Map of life expectancy at birth from Global Education Project.

Tuesday, February 14, 2012

Okay, lots of politicians flip-flop . . .

But in consecutive sentences?! Willard M. Romney:

By Shira Schoenberg, Globe Correspondent

Republican presidential candidate Mitt Romney is already attacking President Obama’s 2013 budget, which is being released today.

The Associated Press reported that Obama’s budget would reduce the deficit by $4 trillion over 10 years by cutting spending and raising taxes on the wealthy. House Republicans are already preparing their own budget that would make more cuts in entitlement programs like Medicare but would not increase taxes.

In line with the Republican view, Romney criticized Obama this morning for doing nothing to reform entitlements. “This week, President Obama will release a budget that won’t take any meaningful steps toward solving our entitlement crisis,” Romney said in a statement e-mailed to reporters. “The president has failed to offer a single serious idea to save Social Security and is the only president in modern history to cut Medicare benefits for seniors.
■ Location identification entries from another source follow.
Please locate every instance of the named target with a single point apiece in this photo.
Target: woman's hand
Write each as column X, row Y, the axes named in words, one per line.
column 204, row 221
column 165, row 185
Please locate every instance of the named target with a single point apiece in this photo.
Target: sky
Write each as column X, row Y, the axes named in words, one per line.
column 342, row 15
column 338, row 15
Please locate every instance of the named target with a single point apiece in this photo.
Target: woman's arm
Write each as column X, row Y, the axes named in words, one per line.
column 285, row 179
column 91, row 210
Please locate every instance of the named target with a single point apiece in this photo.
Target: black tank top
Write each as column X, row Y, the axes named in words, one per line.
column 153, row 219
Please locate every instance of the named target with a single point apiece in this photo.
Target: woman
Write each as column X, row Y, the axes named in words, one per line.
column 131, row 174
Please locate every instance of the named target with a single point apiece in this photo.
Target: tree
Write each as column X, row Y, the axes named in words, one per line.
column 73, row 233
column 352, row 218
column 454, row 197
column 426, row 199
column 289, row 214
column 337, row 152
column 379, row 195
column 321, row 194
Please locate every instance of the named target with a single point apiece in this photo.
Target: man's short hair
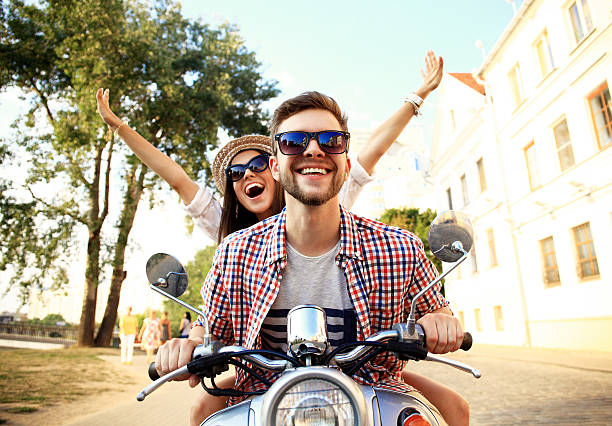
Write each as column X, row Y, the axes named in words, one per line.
column 303, row 102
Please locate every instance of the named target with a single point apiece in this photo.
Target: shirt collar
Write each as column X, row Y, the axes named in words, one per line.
column 349, row 238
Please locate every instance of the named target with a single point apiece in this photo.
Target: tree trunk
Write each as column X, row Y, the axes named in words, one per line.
column 88, row 312
column 92, row 272
column 130, row 205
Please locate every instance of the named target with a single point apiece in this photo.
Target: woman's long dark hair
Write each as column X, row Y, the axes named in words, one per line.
column 235, row 216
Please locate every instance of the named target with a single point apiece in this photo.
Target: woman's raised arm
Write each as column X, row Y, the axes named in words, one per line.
column 156, row 160
column 384, row 136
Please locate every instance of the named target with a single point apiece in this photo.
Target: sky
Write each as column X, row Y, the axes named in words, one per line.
column 365, row 54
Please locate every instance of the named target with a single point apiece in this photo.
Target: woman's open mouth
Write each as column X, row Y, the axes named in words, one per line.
column 254, row 190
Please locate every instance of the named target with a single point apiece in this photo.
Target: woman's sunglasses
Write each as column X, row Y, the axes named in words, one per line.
column 330, row 141
column 257, row 164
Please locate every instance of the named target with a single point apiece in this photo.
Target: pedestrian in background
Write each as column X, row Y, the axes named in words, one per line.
column 128, row 327
column 185, row 326
column 165, row 323
column 150, row 335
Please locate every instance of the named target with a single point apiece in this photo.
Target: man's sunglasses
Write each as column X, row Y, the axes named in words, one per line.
column 330, row 141
column 257, row 164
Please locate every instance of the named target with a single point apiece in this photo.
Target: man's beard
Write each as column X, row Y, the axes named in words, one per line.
column 289, row 184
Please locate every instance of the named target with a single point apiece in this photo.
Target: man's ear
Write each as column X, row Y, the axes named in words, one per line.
column 348, row 168
column 273, row 164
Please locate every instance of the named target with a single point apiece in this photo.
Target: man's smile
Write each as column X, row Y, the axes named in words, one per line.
column 254, row 189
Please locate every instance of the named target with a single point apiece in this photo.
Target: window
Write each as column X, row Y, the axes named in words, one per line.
column 499, row 318
column 543, row 54
column 580, row 17
column 601, row 111
column 481, row 176
column 532, row 167
column 461, row 318
column 474, row 260
column 466, row 198
column 587, row 260
column 492, row 253
column 564, row 145
column 477, row 319
column 549, row 263
column 516, row 85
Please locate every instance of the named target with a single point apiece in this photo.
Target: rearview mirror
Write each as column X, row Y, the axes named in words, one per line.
column 449, row 229
column 167, row 274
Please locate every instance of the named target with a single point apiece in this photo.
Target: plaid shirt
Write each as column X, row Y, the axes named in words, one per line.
column 384, row 266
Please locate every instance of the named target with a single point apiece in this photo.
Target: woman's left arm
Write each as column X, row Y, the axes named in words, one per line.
column 387, row 133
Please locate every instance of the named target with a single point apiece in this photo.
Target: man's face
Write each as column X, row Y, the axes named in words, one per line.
column 313, row 177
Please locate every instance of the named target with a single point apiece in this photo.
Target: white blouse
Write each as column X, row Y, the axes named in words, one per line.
column 206, row 210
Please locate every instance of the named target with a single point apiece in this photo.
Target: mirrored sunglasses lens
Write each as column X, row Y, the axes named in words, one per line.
column 292, row 143
column 259, row 163
column 332, row 142
column 236, row 172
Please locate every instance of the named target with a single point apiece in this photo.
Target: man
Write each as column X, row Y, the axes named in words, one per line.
column 128, row 326
column 315, row 252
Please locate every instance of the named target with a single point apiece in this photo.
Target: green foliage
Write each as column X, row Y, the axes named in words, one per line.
column 197, row 269
column 175, row 80
column 53, row 318
column 416, row 222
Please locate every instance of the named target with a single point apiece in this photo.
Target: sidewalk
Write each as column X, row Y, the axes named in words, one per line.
column 167, row 405
column 584, row 360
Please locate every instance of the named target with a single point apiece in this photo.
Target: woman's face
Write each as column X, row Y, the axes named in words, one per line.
column 255, row 191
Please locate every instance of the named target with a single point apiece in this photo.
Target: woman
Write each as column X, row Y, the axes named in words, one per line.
column 150, row 335
column 185, row 325
column 250, row 194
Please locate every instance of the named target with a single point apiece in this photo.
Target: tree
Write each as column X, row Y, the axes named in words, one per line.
column 416, row 222
column 177, row 81
column 196, row 269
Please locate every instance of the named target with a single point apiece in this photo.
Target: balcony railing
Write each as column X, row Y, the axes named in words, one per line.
column 39, row 333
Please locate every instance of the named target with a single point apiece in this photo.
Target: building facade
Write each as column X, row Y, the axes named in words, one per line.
column 528, row 158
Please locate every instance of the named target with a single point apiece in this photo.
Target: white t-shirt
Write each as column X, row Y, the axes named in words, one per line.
column 316, row 281
column 206, row 210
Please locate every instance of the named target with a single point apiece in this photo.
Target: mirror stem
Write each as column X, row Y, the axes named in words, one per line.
column 456, row 247
column 206, row 341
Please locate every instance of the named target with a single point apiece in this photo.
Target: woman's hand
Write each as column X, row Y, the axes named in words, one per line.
column 434, row 69
column 104, row 110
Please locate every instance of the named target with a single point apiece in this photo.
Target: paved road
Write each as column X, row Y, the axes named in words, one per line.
column 519, row 386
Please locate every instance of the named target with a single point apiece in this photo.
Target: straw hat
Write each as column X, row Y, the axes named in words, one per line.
column 233, row 147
I believe we can save Social Security and Medicare with a few common-sense reforms, and – unlike President Obama – I’m not afraid to put them on the table.”

So Romney is criticizing Obama for "cutting Medicare benefits," and for not cutting them enough. Actually, as usual, he's not only contradicting himself, he's lying. Obama has not cut Medicare benefits; he has reduced payments to so-called "Medicare Advantage" plans, for-profit managed care plans that were basically bilking the government by charging more than it costs to provide standard Medicare. It's Romney and the Republicans who want to cut Medicare benefits. Those are the "common sense" reforms he's referring to, specifically turning Medicare into a voucher program.
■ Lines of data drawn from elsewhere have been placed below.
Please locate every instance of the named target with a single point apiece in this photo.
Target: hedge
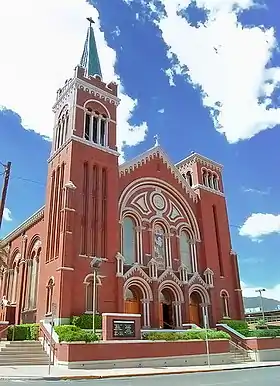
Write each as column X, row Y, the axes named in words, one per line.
column 188, row 335
column 23, row 332
column 85, row 321
column 70, row 333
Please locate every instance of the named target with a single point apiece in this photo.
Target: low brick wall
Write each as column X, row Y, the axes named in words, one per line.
column 117, row 353
column 263, row 343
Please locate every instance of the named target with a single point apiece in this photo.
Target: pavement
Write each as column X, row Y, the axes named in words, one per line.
column 41, row 373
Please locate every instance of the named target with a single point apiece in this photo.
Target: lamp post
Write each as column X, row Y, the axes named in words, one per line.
column 204, row 307
column 95, row 264
column 261, row 300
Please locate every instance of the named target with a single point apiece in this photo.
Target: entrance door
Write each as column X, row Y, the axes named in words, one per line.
column 194, row 309
column 132, row 303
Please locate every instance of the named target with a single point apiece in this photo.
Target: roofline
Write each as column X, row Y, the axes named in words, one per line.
column 202, row 157
column 33, row 219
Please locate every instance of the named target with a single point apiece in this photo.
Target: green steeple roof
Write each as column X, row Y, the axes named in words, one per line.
column 90, row 60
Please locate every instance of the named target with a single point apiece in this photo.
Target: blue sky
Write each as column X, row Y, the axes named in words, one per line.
column 204, row 75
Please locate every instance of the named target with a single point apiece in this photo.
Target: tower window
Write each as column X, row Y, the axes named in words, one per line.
column 189, row 178
column 87, row 127
column 96, row 128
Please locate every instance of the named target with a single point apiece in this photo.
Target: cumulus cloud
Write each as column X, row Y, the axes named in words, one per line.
column 41, row 43
column 226, row 61
column 260, row 224
column 7, row 215
column 270, row 293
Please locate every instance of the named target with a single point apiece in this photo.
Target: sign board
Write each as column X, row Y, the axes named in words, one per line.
column 123, row 328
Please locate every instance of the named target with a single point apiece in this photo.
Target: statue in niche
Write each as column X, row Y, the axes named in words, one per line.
column 159, row 246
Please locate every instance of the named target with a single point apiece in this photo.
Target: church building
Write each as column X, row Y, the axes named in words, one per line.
column 161, row 229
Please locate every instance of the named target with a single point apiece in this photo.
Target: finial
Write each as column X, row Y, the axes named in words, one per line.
column 156, row 137
column 91, row 21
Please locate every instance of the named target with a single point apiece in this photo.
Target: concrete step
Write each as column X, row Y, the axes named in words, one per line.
column 21, row 349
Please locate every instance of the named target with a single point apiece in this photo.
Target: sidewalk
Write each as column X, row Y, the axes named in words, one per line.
column 62, row 373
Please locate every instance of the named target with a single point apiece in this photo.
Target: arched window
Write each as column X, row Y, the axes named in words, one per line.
column 160, row 246
column 215, row 182
column 129, row 241
column 204, row 178
column 96, row 127
column 210, row 180
column 189, row 178
column 49, row 299
column 225, row 304
column 185, row 251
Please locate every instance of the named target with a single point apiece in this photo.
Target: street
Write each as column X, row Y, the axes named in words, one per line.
column 256, row 377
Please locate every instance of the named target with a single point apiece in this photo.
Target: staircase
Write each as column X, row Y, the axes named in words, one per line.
column 239, row 354
column 25, row 353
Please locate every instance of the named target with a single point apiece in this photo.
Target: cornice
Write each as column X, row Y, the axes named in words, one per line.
column 157, row 152
column 200, row 186
column 196, row 157
column 36, row 217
What is truly sad about this is that the Republicans successfully ran in 2010 by accusing the Democrats of cutting Medicare. Romney is trying the same trick again, but since he really does want to cut Medicare benefits, in fact that's a core plank in his platform, he ends up with this bizarre double talk.
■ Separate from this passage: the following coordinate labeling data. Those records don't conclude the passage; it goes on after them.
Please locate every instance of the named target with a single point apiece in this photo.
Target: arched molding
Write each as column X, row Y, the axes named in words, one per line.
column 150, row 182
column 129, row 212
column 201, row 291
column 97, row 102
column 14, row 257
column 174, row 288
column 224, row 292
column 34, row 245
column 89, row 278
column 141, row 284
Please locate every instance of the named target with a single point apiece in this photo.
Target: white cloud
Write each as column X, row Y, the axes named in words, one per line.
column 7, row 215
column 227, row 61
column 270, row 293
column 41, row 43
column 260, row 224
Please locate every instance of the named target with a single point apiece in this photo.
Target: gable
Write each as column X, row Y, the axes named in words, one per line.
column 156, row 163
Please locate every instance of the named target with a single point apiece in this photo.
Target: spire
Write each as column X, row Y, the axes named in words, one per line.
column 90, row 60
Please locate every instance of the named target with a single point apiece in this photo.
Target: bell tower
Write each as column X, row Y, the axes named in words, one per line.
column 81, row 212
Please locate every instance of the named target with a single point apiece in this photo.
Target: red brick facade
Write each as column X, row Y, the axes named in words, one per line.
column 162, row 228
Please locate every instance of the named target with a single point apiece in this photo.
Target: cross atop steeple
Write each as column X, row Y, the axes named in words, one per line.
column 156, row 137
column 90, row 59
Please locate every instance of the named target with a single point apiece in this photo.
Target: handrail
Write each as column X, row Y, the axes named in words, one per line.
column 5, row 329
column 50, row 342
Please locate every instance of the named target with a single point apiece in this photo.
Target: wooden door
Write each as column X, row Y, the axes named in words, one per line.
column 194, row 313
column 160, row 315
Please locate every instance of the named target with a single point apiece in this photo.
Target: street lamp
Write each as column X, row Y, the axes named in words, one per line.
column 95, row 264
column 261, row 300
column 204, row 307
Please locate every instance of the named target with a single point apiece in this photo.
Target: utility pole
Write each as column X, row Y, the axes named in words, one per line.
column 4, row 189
It's difficult to believe the voters could fall for this but they already did once. Now they're running against contraception, the successful rescue of the auto industry (for which the treasury has already gotten its money back), higher taxes for the wealthy, and the withdrawal from Iraq, all of which are highly popular. And they're trying to walk this tightwire of being the defenders of Medicare and Social Security while simultaneously being against spending money on them. I don't how whether the Koch Brothers have enough money to make this work, but nothing can surprise me any more.

3 comments:

roger said...

if the lies don't work to win elections the diebold will.